Murphy is a devout Christian who disagrees with what he calls "the homosexual lifestyle." In response, Buzinski wrote a piece with the following headline: "Mets star Daniel Murphy disagrees with the gay 'lifestyle,' I disagree with his Christian 'lifestyle.'" Buzinski wrote:
There is nothing wrong with being gay, as he clearly believes, so I don't respect his views, though he has a right to express them.
One more thing -- being gay is not a "lifestyle" and it's something I did not choose. In Murphy's case, though, he did choose to be a Christian and has embraced its "lifestyle." He told the Christian Broadcast Network that he did not become a Christian until he was 14 or 15. "I actually came to the Lord in a youth group trip," he said. "The Lord's spirit overcame me so much, you couldn't resist."
He also said he believes God made him a baseball player for a reason. "He’s put me fortunately on this stage -- in the greatest athletic stage in all the world for a reason. I think that reason is to be a light."
He also asked for some divine assistance in Game 5 of the National League Divisional Series when the Mets held a 3-2 lead over the Dodgers heading into the final three innings.
"There was a lot of prayer going on out there, just asking for peace and just talking to Jesus and asking for peace those last three or four innings," he told AP. As for why he has player so well in the postseason, he said: "I don't know. Sometimes the blessings come, Jesus is good..."
I did not know Jesus was a Mets fan, which would sorely disappoint Dodgers pitcher Clayton Kershaw, who is a very vocal Christian. Maybe Jesus has a skybox at Citi Field.
Unlike gay people, Murphy chose a lifestyle, and it's one that preaches that there is something wrong with who I am. I wish he had chosen a lifestyle more inclusive and less judgmental. I would certainly couldn't disagree with that.

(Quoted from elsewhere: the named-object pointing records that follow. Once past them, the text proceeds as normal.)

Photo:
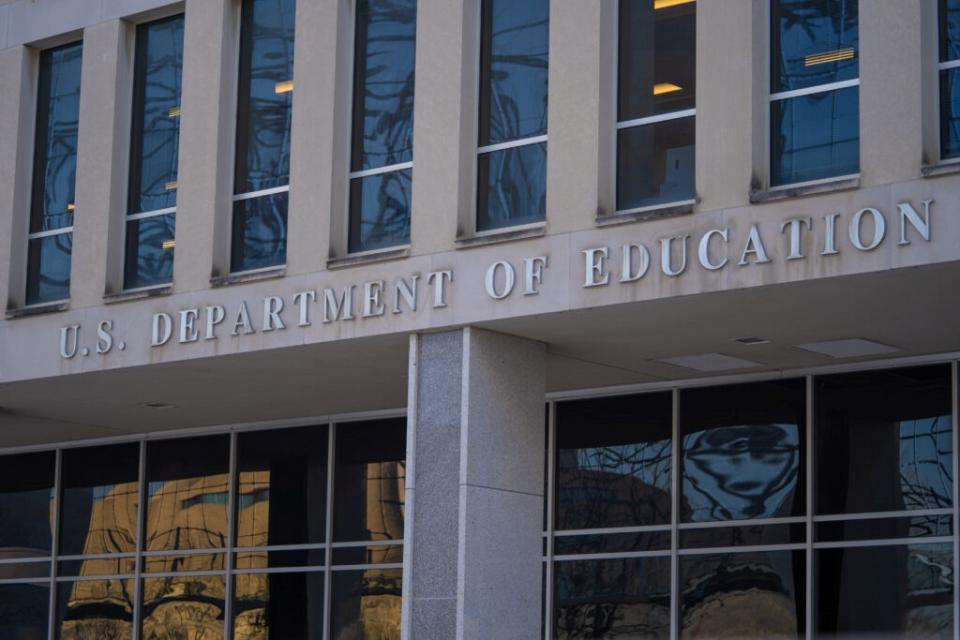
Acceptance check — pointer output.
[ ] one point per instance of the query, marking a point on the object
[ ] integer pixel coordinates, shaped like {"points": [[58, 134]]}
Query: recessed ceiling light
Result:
{"points": [[710, 362], [848, 348]]}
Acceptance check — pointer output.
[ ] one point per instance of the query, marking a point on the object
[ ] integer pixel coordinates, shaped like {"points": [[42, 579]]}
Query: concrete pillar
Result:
{"points": [[102, 161], [475, 462], [208, 105]]}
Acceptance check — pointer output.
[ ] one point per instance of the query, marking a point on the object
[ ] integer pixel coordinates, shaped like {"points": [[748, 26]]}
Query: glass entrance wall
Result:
{"points": [[786, 508], [251, 535]]}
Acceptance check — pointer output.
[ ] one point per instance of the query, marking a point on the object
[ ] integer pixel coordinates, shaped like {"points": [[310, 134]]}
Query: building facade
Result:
{"points": [[370, 319]]}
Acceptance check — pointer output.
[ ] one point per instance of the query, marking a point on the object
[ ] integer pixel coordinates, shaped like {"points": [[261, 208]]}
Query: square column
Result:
{"points": [[474, 494]]}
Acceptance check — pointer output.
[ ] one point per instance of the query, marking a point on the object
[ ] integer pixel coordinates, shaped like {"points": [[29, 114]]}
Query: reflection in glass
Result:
{"points": [[380, 210], [905, 591], [95, 610], [99, 498], [287, 606], [626, 599], [24, 611], [513, 187], [742, 451], [187, 484], [657, 63], [183, 607], [884, 441], [26, 491], [513, 70], [815, 136], [149, 256], [613, 464], [655, 163], [814, 42], [365, 605], [743, 595], [281, 486], [370, 480], [259, 232]]}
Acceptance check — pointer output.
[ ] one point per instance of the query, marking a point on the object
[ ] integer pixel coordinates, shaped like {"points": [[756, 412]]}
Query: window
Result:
{"points": [[656, 104], [512, 153], [54, 175], [814, 90], [949, 78], [262, 177], [381, 160], [154, 147]]}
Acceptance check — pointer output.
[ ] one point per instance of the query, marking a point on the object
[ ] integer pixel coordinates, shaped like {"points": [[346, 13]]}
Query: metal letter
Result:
{"points": [[879, 229], [704, 249]]}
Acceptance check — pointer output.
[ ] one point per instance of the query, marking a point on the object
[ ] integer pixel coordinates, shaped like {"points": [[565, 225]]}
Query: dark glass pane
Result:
{"points": [[513, 70], [949, 30], [95, 609], [55, 153], [48, 268], [813, 42], [743, 595], [815, 136], [24, 611], [183, 607], [98, 511], [512, 187], [742, 536], [657, 63], [742, 451], [655, 163], [613, 462], [370, 480], [155, 139], [279, 559], [26, 489], [950, 113], [365, 605], [623, 599], [278, 606], [884, 441], [282, 486], [187, 481], [884, 528], [259, 232], [903, 591], [385, 43], [380, 210], [612, 542], [265, 96], [150, 246], [370, 554]]}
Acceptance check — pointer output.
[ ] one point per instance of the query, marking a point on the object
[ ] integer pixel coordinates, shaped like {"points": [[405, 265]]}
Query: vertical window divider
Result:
{"points": [[674, 515], [328, 554]]}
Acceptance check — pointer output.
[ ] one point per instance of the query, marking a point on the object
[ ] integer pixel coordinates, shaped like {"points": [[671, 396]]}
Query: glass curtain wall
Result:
{"points": [[264, 110], [381, 160], [512, 152], [154, 151], [293, 533], [814, 90], [656, 103], [50, 239], [796, 508]]}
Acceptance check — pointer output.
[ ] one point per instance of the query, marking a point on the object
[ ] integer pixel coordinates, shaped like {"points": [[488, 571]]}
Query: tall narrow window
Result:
{"points": [[814, 90], [949, 78], [382, 154], [512, 162], [54, 175], [154, 145], [655, 111], [262, 178]]}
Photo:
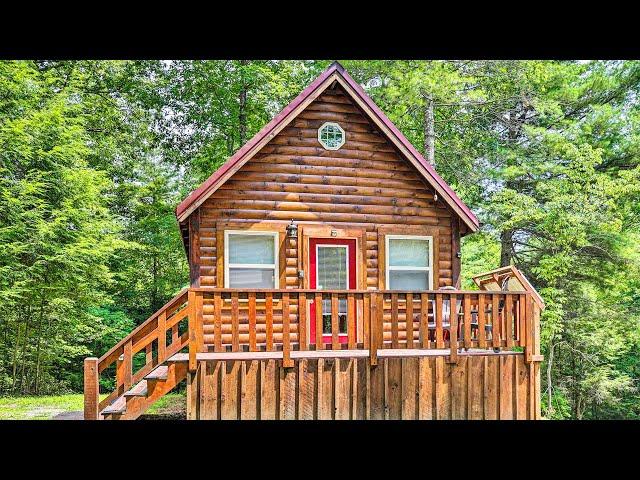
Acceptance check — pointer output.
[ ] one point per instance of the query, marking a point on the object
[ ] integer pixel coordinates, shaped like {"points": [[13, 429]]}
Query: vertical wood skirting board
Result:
{"points": [[476, 388]]}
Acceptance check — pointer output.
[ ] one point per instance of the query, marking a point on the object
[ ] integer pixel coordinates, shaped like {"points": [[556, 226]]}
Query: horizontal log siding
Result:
{"points": [[366, 183]]}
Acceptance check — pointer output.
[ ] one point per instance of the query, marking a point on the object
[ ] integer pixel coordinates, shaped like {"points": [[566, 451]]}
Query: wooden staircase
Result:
{"points": [[147, 364], [139, 398]]}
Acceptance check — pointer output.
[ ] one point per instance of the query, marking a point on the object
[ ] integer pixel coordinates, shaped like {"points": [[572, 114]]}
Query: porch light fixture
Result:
{"points": [[292, 230]]}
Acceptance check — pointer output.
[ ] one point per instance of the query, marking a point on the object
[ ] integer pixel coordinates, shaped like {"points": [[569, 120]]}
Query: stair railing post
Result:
{"points": [[91, 388], [193, 342]]}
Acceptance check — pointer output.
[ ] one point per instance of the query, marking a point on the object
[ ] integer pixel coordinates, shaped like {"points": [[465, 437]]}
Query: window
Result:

Murphy's original comments about homosexuality were made last spring when Billy Bean, a homosexual and Major League Baseball's "ambassador of inclusion," came to the Mets training camp. In an interview at the time Murphy said the following:
I disagree with his lifestyle. I do disagree with the fact that Billy is a homosexual. That doesn't mean I can't still invest in him and get to know him. I don't think the fact that someone is a homosexual should completely shut the door on investing in them in a relational aspect. Getting to know him. That, I would say, you can still accept them but I do disagree with the lifestyle, 100 percent.

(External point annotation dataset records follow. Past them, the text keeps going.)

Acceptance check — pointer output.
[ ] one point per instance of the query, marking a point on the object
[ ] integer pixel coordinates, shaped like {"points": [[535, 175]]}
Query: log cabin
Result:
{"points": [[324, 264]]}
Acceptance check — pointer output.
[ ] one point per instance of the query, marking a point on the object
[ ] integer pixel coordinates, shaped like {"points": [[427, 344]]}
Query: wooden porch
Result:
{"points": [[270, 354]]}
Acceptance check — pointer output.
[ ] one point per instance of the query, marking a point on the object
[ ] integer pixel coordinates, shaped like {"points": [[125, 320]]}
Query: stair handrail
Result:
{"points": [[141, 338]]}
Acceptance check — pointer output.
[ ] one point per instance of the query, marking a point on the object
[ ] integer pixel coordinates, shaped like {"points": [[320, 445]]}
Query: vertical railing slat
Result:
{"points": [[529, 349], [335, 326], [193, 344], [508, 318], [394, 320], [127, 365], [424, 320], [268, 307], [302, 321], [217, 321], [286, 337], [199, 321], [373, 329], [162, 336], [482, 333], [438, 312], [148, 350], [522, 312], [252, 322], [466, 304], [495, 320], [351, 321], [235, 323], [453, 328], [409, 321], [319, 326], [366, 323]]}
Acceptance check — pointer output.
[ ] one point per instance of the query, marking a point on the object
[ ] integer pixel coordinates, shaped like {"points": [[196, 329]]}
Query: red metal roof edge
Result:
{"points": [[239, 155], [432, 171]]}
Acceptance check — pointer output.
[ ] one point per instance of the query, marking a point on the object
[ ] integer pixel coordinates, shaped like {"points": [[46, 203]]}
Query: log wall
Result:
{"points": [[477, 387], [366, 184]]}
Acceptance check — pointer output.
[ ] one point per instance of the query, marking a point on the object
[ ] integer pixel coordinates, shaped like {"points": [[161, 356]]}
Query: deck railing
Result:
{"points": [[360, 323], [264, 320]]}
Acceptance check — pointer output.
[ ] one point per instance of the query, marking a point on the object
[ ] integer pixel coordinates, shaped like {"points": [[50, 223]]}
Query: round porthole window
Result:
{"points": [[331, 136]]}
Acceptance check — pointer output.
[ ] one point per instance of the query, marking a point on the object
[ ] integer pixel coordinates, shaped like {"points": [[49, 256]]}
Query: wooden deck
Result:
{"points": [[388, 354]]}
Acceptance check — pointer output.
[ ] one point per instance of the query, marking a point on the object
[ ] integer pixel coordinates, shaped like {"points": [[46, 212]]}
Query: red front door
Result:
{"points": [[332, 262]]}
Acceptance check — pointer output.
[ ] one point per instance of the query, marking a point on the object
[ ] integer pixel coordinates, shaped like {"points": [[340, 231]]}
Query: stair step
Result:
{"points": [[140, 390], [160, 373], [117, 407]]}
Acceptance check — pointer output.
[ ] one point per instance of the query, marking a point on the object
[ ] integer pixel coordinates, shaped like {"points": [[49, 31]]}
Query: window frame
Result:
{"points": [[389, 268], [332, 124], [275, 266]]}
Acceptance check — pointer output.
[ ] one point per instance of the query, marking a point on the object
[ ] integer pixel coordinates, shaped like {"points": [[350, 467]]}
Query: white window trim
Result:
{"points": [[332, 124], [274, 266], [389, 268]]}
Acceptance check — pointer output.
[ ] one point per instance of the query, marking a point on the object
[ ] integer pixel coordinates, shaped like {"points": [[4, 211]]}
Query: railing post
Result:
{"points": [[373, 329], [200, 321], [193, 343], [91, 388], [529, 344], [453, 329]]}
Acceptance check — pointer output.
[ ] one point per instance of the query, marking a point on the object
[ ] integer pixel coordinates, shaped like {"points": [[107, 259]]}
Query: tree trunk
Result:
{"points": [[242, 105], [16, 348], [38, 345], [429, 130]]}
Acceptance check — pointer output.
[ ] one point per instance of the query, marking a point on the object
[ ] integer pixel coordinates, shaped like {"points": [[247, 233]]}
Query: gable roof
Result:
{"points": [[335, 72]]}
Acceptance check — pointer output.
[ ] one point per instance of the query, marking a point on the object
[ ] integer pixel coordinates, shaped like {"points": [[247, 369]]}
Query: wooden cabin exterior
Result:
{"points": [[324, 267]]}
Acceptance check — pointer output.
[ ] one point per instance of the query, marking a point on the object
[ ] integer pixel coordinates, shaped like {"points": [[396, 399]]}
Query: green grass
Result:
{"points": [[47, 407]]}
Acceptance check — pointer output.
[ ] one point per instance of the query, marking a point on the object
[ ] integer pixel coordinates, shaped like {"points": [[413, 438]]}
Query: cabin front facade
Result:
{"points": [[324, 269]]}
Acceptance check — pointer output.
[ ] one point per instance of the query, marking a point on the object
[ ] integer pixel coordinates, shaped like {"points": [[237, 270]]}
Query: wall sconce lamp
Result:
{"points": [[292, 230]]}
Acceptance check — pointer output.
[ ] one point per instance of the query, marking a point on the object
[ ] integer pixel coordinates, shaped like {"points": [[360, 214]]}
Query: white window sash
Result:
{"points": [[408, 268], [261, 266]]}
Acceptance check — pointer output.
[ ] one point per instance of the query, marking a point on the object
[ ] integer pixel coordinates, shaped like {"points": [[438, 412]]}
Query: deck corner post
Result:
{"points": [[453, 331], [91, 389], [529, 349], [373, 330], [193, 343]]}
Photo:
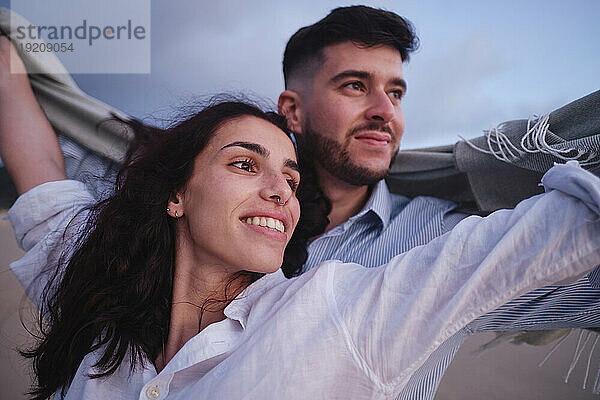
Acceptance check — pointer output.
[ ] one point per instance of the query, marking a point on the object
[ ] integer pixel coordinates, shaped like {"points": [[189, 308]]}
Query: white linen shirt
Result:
{"points": [[342, 330]]}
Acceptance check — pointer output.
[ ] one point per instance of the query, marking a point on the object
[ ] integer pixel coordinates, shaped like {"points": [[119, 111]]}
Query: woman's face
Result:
{"points": [[232, 209]]}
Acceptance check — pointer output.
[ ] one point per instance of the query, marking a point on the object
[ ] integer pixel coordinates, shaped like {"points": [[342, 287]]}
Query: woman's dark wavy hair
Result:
{"points": [[115, 292]]}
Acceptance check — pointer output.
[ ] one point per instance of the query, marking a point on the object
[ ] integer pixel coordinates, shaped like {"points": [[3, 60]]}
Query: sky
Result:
{"points": [[480, 62]]}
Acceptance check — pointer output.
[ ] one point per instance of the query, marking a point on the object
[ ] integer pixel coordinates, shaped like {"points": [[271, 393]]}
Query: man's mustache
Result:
{"points": [[372, 126]]}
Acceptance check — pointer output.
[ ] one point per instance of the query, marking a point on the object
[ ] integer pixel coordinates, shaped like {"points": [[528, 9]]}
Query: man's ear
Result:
{"points": [[290, 106]]}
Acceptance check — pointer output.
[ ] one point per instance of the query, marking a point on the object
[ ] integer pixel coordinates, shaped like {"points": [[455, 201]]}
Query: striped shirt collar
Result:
{"points": [[380, 203]]}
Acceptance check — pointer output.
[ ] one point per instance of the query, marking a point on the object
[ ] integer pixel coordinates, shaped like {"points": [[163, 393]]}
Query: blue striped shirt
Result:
{"points": [[390, 224]]}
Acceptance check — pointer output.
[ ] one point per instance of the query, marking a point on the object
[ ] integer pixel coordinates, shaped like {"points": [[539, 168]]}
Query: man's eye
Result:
{"points": [[245, 165], [354, 85], [397, 94]]}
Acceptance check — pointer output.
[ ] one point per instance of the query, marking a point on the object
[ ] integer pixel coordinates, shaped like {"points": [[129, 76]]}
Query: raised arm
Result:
{"points": [[421, 298], [28, 144]]}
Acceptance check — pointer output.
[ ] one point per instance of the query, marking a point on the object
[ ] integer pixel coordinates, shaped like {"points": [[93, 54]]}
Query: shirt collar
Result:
{"points": [[380, 203], [240, 307]]}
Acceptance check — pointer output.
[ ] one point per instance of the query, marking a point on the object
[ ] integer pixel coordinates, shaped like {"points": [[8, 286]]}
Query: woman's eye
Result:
{"points": [[245, 165]]}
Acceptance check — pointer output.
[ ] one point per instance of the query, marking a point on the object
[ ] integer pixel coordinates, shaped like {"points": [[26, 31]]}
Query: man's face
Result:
{"points": [[353, 120]]}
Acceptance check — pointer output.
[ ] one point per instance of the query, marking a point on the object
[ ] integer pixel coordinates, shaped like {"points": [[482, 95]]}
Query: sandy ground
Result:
{"points": [[505, 372]]}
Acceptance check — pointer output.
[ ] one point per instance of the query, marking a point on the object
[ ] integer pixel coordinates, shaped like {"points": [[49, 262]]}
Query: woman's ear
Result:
{"points": [[290, 106], [175, 205]]}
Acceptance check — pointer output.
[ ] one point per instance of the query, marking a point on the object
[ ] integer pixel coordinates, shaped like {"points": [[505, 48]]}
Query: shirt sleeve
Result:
{"points": [[40, 218], [393, 317]]}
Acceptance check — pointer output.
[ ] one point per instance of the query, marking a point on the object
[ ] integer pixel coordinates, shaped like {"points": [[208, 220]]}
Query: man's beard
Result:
{"points": [[335, 159]]}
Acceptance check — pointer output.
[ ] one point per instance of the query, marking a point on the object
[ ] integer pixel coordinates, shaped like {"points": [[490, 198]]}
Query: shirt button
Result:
{"points": [[153, 392]]}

Maybe, as a Christian, that we haven't been as articulate enough in describing what our actual stance is on homosexuality," he said. "We love the people. We disagree the lifestyle. That's the way I would describe it for me. It's the same way that there are aspects of my life that I'm trying to surrender to Christ in my own life. There's a great deal of many things, like my pride. I just think that as a believer trying to articulate it in a way that says just because I disagree with the lifestyle doesn't mean I'm just never going to speak to Billy Bean every time he walks through the door. That's not love. That's not love at all.